Revenue rose 18 percent to 58.8 billion euros, also more than a 57.7 billion-euro analyst forecast.
GDF Suez confirmed its full-year Ebitda will grow more than 10 percent this year in spite of a ``high comparison'' in 2007 due to cool weather and liquefied natural gas trading. The utility also warned that state-set gas distribution prices in France don't ``totally reflect'' supply costs.
The results are the second for the utility since Gaz de France SA and Suez SA merged in July. The combined company is seeking to challenge Electricite de France SA by gaining more power customers in the domestic market. The company has said it may unveil plans for a so-called future generation nuclear reactor in Western Europe next year, possibly in France.
The shares have dropped about 23 percent since their trading debut July 22.
Debt Rises
GDF Suez net debt rose to 23.2 billion euros from 18.8 billion euros at the end of June, the statement said. The increase was due in part to 3.5 billion euros in investment over the period and 0.4 billion euros spent buying back shares in September.
The utility has gained 400,000 power customers in France since EDF lost its monopoly on household supply in July, 2007, the statement said. EDF has about 25 million customers.
``There was growth in the individual customer and wholesale markets but a downturn in the industrial customer market due to difficult price conditions,'' GDF Suez said. The company wants to gain as much as a fifth of the French power market by combining sales of gas and electricity supply.
French utilities' earnings are capped by regulated household power rates that are among the lowest in Europe. The Finance Ministry in August allowed regulated power rates for households and small businesses to rise by as much as 2 percent. Charges were allowed to climb 6 percent for mid-sized businesses and 8 percent for large consumers. Natural-gas tariffs were allowed to climb by an average of 5 percent.
Price Regulation
Gaz de France, which has 10 million household customers in France, said price regulation cost the company 179 million euros in lost revenue in the first half as supply costs increased. The government owns 36 percent of GDF Suez.

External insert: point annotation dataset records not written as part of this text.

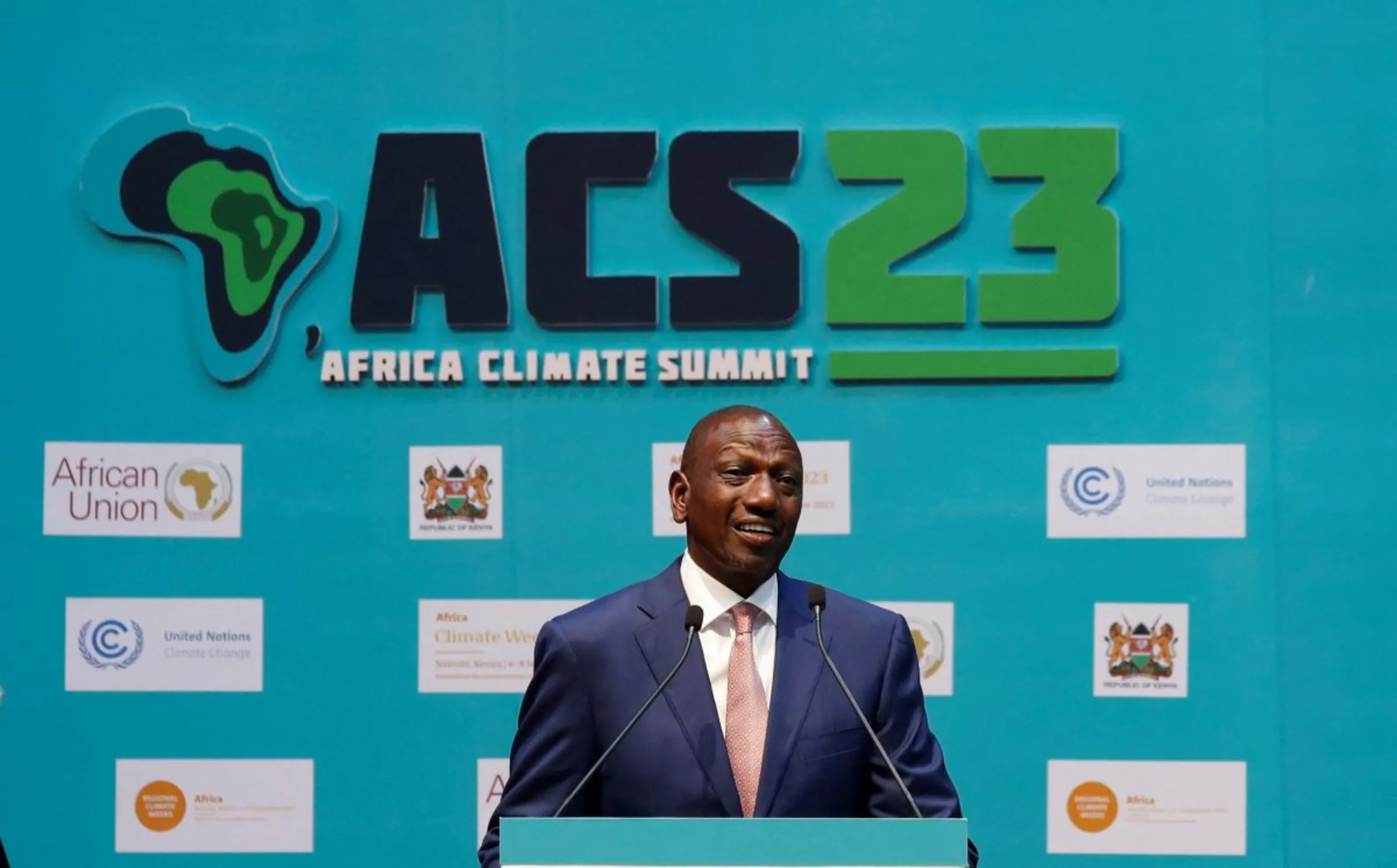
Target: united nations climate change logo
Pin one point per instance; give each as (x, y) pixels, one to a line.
(199, 490)
(456, 493)
(111, 644)
(931, 646)
(1093, 490)
(217, 196)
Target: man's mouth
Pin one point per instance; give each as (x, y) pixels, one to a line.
(756, 531)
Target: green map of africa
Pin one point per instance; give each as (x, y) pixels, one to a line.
(201, 483)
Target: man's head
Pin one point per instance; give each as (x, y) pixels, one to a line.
(739, 490)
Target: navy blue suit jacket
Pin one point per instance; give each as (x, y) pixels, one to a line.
(595, 666)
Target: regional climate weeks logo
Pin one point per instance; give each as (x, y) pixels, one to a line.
(431, 223)
(217, 196)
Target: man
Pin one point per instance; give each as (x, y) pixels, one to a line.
(753, 725)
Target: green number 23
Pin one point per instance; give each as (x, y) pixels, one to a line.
(1076, 166)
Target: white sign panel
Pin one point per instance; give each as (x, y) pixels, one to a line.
(215, 806)
(1147, 809)
(1135, 492)
(132, 489)
(481, 646)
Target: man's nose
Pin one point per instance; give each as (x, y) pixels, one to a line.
(760, 495)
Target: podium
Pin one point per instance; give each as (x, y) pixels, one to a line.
(732, 844)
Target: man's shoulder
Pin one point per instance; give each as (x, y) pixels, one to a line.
(846, 609)
(609, 611)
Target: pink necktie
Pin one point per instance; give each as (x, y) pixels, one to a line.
(746, 733)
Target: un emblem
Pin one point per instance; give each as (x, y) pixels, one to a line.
(114, 644)
(1093, 490)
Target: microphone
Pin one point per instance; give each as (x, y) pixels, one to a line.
(816, 600)
(693, 620)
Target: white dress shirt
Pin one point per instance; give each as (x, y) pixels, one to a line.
(717, 632)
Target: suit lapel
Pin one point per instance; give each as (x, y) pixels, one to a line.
(793, 687)
(690, 694)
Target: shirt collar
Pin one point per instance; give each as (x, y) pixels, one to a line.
(716, 597)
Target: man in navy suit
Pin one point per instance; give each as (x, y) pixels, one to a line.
(753, 725)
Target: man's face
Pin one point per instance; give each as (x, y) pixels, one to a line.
(741, 499)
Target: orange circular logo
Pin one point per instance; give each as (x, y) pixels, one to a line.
(159, 806)
(1093, 807)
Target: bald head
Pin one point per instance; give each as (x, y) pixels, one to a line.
(732, 414)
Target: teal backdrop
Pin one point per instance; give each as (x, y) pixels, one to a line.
(1256, 201)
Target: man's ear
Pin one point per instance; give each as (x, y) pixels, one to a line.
(678, 497)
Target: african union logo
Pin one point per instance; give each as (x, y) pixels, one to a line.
(112, 644)
(456, 493)
(930, 644)
(1093, 490)
(199, 490)
(217, 196)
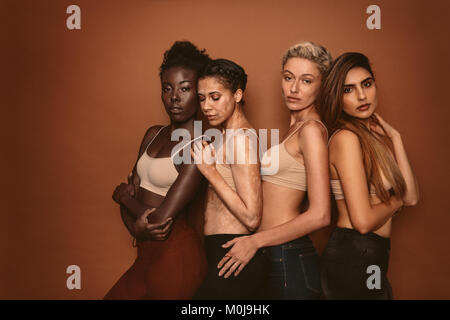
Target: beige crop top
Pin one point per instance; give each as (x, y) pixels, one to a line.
(290, 173)
(158, 174)
(336, 187)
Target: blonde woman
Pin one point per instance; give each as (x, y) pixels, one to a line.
(371, 179)
(302, 159)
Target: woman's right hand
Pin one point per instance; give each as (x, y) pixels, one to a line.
(134, 181)
(149, 231)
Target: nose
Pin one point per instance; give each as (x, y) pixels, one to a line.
(205, 105)
(294, 87)
(174, 97)
(361, 94)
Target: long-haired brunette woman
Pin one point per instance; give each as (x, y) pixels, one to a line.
(167, 266)
(302, 161)
(234, 196)
(371, 179)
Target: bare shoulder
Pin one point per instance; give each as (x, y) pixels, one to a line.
(312, 131)
(344, 144)
(148, 136)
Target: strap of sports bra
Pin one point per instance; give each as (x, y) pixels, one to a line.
(173, 154)
(249, 129)
(336, 131)
(154, 138)
(302, 124)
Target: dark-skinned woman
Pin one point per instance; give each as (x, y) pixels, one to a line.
(170, 261)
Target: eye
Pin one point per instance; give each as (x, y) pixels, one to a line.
(368, 83)
(347, 90)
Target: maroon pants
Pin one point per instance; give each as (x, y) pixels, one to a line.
(170, 269)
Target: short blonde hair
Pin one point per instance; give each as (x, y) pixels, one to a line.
(312, 52)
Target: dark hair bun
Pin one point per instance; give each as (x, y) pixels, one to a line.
(231, 75)
(184, 54)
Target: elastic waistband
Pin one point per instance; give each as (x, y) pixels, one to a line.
(355, 235)
(301, 243)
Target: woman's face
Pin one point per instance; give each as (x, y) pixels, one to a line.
(359, 98)
(216, 101)
(300, 83)
(179, 93)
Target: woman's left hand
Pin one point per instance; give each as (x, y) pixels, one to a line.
(243, 250)
(121, 191)
(204, 156)
(377, 124)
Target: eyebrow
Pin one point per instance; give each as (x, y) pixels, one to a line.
(352, 84)
(304, 74)
(181, 82)
(208, 93)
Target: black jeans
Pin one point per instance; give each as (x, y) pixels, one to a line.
(355, 265)
(247, 285)
(294, 273)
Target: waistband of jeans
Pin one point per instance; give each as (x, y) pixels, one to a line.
(352, 233)
(300, 243)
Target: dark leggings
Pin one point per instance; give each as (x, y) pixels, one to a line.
(247, 285)
(345, 266)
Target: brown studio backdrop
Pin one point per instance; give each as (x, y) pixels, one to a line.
(76, 104)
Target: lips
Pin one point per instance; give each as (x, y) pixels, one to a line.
(364, 107)
(176, 110)
(293, 99)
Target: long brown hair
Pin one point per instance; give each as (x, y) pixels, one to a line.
(376, 149)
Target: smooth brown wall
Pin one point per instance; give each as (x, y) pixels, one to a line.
(75, 105)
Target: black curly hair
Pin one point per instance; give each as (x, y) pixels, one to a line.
(230, 74)
(184, 54)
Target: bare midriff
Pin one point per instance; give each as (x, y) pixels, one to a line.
(344, 218)
(280, 205)
(218, 219)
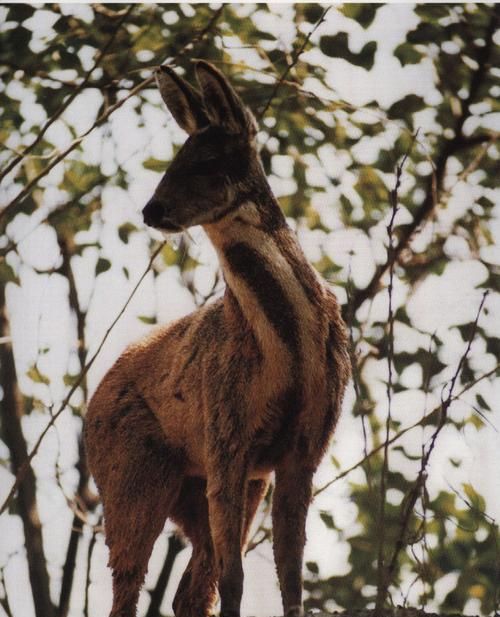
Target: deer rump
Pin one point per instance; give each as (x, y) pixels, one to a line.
(190, 423)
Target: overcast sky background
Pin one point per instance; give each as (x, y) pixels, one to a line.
(40, 317)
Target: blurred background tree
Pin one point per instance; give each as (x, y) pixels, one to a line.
(379, 127)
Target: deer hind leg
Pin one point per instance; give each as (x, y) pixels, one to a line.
(291, 499)
(139, 477)
(196, 593)
(255, 492)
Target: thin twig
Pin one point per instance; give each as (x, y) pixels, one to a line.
(22, 471)
(424, 421)
(381, 567)
(98, 122)
(294, 61)
(408, 505)
(50, 121)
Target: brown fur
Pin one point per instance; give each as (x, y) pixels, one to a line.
(190, 423)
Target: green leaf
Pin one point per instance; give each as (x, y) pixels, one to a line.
(155, 165)
(410, 104)
(482, 403)
(337, 46)
(407, 54)
(35, 375)
(364, 14)
(103, 265)
(327, 518)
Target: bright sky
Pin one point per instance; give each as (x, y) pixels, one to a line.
(40, 317)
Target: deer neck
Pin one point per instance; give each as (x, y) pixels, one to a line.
(278, 293)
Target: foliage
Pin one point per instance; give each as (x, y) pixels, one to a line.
(332, 162)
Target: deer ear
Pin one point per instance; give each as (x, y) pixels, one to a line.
(223, 106)
(182, 100)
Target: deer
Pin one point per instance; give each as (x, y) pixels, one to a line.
(191, 423)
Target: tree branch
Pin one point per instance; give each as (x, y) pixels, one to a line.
(25, 464)
(435, 182)
(294, 61)
(9, 208)
(50, 121)
(12, 412)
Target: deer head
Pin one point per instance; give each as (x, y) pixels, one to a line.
(218, 167)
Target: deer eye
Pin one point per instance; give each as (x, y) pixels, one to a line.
(207, 167)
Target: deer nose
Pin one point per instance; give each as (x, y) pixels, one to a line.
(152, 212)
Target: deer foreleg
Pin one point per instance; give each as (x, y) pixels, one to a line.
(227, 503)
(291, 499)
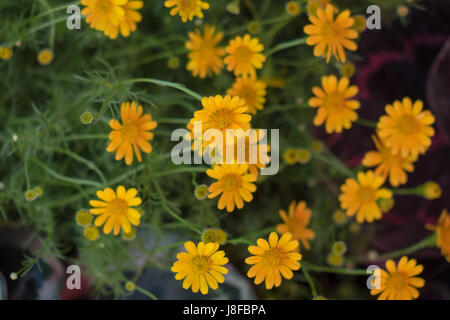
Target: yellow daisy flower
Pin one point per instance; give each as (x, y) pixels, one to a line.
(334, 103)
(100, 13)
(127, 23)
(273, 259)
(251, 90)
(201, 266)
(187, 9)
(388, 164)
(442, 230)
(133, 133)
(115, 209)
(331, 35)
(244, 55)
(406, 129)
(296, 223)
(220, 113)
(234, 183)
(204, 53)
(360, 196)
(399, 282)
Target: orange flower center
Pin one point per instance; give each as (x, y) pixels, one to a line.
(397, 281)
(408, 124)
(130, 132)
(367, 194)
(231, 182)
(118, 207)
(222, 119)
(273, 257)
(201, 264)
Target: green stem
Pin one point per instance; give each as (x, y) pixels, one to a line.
(285, 45)
(310, 280)
(163, 83)
(366, 123)
(349, 272)
(146, 292)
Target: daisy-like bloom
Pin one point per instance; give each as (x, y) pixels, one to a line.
(273, 259)
(251, 90)
(127, 22)
(336, 108)
(132, 134)
(220, 113)
(205, 57)
(331, 36)
(406, 129)
(100, 13)
(244, 55)
(115, 209)
(234, 183)
(442, 230)
(399, 282)
(201, 266)
(394, 166)
(45, 57)
(187, 9)
(360, 196)
(297, 222)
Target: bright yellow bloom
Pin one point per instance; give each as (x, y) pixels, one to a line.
(91, 233)
(388, 164)
(127, 22)
(5, 53)
(45, 57)
(293, 8)
(244, 55)
(220, 113)
(296, 223)
(132, 134)
(204, 53)
(201, 266)
(234, 183)
(399, 282)
(443, 234)
(273, 259)
(251, 90)
(431, 190)
(187, 9)
(115, 210)
(406, 129)
(101, 13)
(360, 196)
(334, 103)
(330, 35)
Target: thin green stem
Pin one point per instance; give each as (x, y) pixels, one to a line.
(285, 45)
(146, 292)
(163, 83)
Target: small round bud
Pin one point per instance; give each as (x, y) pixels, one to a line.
(302, 156)
(30, 195)
(45, 57)
(173, 63)
(91, 233)
(431, 190)
(201, 192)
(86, 118)
(339, 248)
(130, 236)
(130, 286)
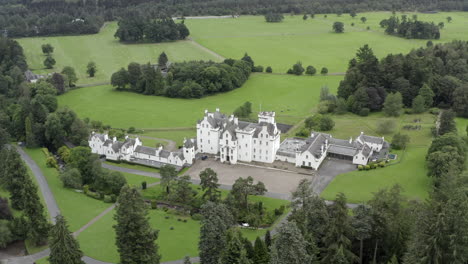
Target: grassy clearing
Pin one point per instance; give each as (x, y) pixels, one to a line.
(108, 53)
(410, 172)
(98, 240)
(291, 97)
(76, 207)
(280, 45)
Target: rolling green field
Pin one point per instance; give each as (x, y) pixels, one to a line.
(312, 42)
(108, 53)
(293, 99)
(409, 171)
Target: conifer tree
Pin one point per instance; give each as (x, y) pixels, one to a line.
(63, 246)
(135, 239)
(261, 255)
(339, 234)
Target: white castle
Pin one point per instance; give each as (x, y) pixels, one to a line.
(234, 141)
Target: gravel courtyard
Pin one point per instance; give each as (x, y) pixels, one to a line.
(278, 183)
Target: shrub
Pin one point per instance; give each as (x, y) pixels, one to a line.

GDF Suez like-for-like revenue from exploration and production increased 58 percent to 1.39 billion euros due to a rise in oil prices and a 21 percent increase in production, the statement said. The company started pumping from new assets in the Netherlands and Norway and drilled six successful wells out of 11.
The company is seeking to double gas reserves to 1.5 billion barrels of oil equivalent from 2006 levels, mainly through external growth. It also aims to boost European gas- storage capacity by more than 35 percent by 2013.
GDF Suez SA last month paid 1.1 billion euros for offshore fields and pipelines held by Nederlandse Aardolie Maatschappij BV, to become the largest oil and gas operator in the Dutch North Sea. On Sept. 2, it agreed to buy U.S. hydropower producer FirstLight Power Enterprises Inc. from Energy Capital Partners, making it the third-largest supplier to U.S. businesses.
GDF Suez backs the building of so-called third generation nuclear reactors along the lines of the Evolutionary Power Reactor, or EPR, developed by Areva SA. The company is also targeting the Middle East for nuclear energy and is bidding to build a plant in Abu Dhabi with Areva and Total SA.